Sunday, August 25, 2013

A jump start on the festive season

This year's garden will not be good.  A host of issues beset us.  First, for some reason, our neighbors can grow corn by squirrels leave them alone.  Instead they assault our corn year after year.  No matter what we come up with, somehow the squirrels get through.  If it's not the squirrels, it's something else.  One year Japanese Beetles when we went away for a week.  One year someone in the neighborhood picked the ears. And one year I'll swear deer got into it.  Why us and not the neighbors, I'll never know.

But this year was bad, because we realized that the leaves we were using to mulch into the garden were, in fact, poisonous to the plants we were growing.  The suggestion was given to use the leaves, not knowing the consequences!  So on top of everything else!!  Oh well.  Live and learn.  If gardening does anything, it teaches you how helpless we really are in the face of nature, and why so few people that live among the growing things of the world and make their living from the seasons are hardcore materialists.

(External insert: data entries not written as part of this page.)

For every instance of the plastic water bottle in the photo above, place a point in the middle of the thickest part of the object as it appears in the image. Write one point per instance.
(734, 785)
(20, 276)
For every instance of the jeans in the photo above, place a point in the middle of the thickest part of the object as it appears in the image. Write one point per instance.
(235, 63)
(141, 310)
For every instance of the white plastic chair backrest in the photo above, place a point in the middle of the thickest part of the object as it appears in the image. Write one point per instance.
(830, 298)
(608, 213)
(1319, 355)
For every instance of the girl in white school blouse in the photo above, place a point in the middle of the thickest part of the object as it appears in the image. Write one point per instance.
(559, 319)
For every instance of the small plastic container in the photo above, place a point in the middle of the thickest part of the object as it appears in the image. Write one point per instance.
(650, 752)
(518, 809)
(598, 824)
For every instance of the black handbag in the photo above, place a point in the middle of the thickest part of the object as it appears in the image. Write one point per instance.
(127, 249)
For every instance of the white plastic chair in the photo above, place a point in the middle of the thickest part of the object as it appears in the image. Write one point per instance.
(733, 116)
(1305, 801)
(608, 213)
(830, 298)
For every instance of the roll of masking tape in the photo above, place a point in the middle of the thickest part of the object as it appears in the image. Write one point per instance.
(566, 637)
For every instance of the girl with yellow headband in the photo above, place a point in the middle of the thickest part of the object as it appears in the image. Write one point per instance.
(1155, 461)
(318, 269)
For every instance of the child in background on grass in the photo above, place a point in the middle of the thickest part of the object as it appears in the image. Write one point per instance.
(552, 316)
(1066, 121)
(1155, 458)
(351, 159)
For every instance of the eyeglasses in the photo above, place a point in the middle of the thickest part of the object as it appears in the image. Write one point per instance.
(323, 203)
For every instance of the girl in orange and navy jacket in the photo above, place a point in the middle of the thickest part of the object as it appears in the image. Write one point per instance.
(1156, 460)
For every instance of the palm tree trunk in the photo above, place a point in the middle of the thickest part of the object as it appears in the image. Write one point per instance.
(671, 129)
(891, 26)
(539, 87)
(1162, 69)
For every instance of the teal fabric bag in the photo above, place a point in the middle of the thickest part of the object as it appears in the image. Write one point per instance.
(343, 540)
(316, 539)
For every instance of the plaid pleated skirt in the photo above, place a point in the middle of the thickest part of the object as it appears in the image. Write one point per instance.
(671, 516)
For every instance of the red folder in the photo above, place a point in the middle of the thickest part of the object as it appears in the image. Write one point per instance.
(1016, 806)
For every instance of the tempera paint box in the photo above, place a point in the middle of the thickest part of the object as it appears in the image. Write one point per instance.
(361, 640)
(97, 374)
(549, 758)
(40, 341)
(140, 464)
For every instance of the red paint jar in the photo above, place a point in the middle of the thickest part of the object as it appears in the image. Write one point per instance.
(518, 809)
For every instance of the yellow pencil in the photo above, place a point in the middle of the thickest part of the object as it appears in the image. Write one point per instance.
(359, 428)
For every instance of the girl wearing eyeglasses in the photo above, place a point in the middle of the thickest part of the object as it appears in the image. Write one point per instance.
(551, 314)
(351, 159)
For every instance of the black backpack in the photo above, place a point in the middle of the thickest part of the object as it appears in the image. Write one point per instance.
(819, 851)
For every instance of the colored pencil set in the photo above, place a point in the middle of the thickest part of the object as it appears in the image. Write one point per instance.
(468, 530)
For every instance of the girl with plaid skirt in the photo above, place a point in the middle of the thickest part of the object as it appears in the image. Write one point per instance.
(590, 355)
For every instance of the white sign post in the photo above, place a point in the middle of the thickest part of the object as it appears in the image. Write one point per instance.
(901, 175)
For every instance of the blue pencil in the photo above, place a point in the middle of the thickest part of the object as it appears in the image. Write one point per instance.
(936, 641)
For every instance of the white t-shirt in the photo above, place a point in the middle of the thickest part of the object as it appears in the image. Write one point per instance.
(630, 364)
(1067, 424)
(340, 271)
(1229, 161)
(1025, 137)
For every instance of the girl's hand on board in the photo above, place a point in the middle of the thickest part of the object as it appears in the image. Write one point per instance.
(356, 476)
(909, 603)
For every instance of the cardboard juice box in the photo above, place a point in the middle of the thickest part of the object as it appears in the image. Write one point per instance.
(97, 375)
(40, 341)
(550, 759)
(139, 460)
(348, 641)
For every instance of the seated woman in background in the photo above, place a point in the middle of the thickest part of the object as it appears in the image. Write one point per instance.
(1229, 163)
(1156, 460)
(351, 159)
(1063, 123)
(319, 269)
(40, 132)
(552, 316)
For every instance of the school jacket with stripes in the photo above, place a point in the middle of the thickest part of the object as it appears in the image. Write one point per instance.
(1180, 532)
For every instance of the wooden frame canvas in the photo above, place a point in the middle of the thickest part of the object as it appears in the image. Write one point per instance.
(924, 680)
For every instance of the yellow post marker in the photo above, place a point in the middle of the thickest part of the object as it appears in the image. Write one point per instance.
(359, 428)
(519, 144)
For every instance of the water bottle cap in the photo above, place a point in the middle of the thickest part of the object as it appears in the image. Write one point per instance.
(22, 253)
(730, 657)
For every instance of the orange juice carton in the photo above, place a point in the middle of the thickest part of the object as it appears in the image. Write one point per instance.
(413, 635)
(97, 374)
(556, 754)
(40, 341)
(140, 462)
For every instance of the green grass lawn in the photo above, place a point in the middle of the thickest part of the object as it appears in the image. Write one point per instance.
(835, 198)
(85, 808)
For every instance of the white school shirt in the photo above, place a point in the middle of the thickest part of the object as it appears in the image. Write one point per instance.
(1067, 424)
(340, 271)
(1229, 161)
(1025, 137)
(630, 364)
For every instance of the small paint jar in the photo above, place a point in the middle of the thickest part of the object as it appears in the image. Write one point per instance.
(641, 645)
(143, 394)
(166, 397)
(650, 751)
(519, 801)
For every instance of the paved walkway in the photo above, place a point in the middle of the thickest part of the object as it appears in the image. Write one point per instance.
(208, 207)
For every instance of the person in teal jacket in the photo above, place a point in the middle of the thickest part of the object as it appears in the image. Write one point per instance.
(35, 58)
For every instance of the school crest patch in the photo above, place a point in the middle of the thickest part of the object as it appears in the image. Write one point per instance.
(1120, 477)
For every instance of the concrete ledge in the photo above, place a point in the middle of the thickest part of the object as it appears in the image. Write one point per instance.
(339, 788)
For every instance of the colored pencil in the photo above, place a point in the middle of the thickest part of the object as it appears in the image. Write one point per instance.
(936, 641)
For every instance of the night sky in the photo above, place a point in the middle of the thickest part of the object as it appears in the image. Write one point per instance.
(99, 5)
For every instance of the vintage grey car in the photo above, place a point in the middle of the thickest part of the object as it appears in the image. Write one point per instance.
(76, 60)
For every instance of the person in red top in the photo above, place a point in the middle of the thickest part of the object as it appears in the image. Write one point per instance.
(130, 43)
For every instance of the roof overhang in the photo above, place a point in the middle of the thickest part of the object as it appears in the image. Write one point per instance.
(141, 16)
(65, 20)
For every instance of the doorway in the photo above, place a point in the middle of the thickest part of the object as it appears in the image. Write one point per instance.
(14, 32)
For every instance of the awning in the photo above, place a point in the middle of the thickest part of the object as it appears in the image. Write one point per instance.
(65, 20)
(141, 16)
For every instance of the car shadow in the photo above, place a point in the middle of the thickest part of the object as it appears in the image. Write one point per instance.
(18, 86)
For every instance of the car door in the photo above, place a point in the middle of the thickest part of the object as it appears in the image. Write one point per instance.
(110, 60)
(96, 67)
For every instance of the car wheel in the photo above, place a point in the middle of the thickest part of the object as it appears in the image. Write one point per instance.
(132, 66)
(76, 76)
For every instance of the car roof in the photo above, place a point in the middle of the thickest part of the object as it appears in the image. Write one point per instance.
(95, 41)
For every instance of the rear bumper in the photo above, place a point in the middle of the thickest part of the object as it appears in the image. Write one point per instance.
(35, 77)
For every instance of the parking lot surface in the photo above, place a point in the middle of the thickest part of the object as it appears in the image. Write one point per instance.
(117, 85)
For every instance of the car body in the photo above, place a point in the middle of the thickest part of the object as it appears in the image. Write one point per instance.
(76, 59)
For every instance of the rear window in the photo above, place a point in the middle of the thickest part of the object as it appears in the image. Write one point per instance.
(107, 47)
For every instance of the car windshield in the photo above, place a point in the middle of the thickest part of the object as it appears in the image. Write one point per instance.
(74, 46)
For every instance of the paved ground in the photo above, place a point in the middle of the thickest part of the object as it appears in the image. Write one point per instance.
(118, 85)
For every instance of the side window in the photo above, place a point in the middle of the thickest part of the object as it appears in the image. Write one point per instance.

Still, harvests are what they are, and we've gotten some good things (big bean harvest), and Roma tomatoes are, for some reason, growing like gangbusters.  Some peppers, but not enough.  And not enough cucumbers to pickle this year.  Even our squash did badly.  Even our radishes!  It will be more miss than hit, alas.  There's always next year!  With our oldest son's decision to stay home for a year, his leaving school doesn't pack the same punch.  I told him he must leave someday, but a year to save up for school is not bad thinking in my opinion.  Not with college loans being the trap so many fail to account for nowadays.  So he'll be around to help then.

Reed as Bill Sykes, less hair and fangs
But with the garden struggling, and everything else, somehow we've begun to jump ahead on the upcoming festivities.  My thirteen year old hurt his ankle and is more or less out of football this year, missing all practices going into the season, and concluding that rest it and hold till next year.  Perhaps to compensate, we've turned to the DVD and suddenly found ourselves watching Hammer Films' Hound of the Baskervilles a couple weeks ago.   And last night, we caught the first few minutes of Hammer's The Curse of the Werewolf.  An different spin, dispensing with so much of the Hollywood yarns and getting back to old world European myths regarding those rascally shapeshifters.  Staring Oliver Reed, who my boys know for his impressive take as the heartless Bill Sykes in the musical Oliver!, it is an interesting production as only Hammer Films could muster.

And it's only August! What's wrong with us?  Oh well, don't begrudge it.  Nuns and werewolves, if that's what it takes to help my family find our way and get through the gauntlet, I'll take it.  Even if it's in the 80s in the dog days of August.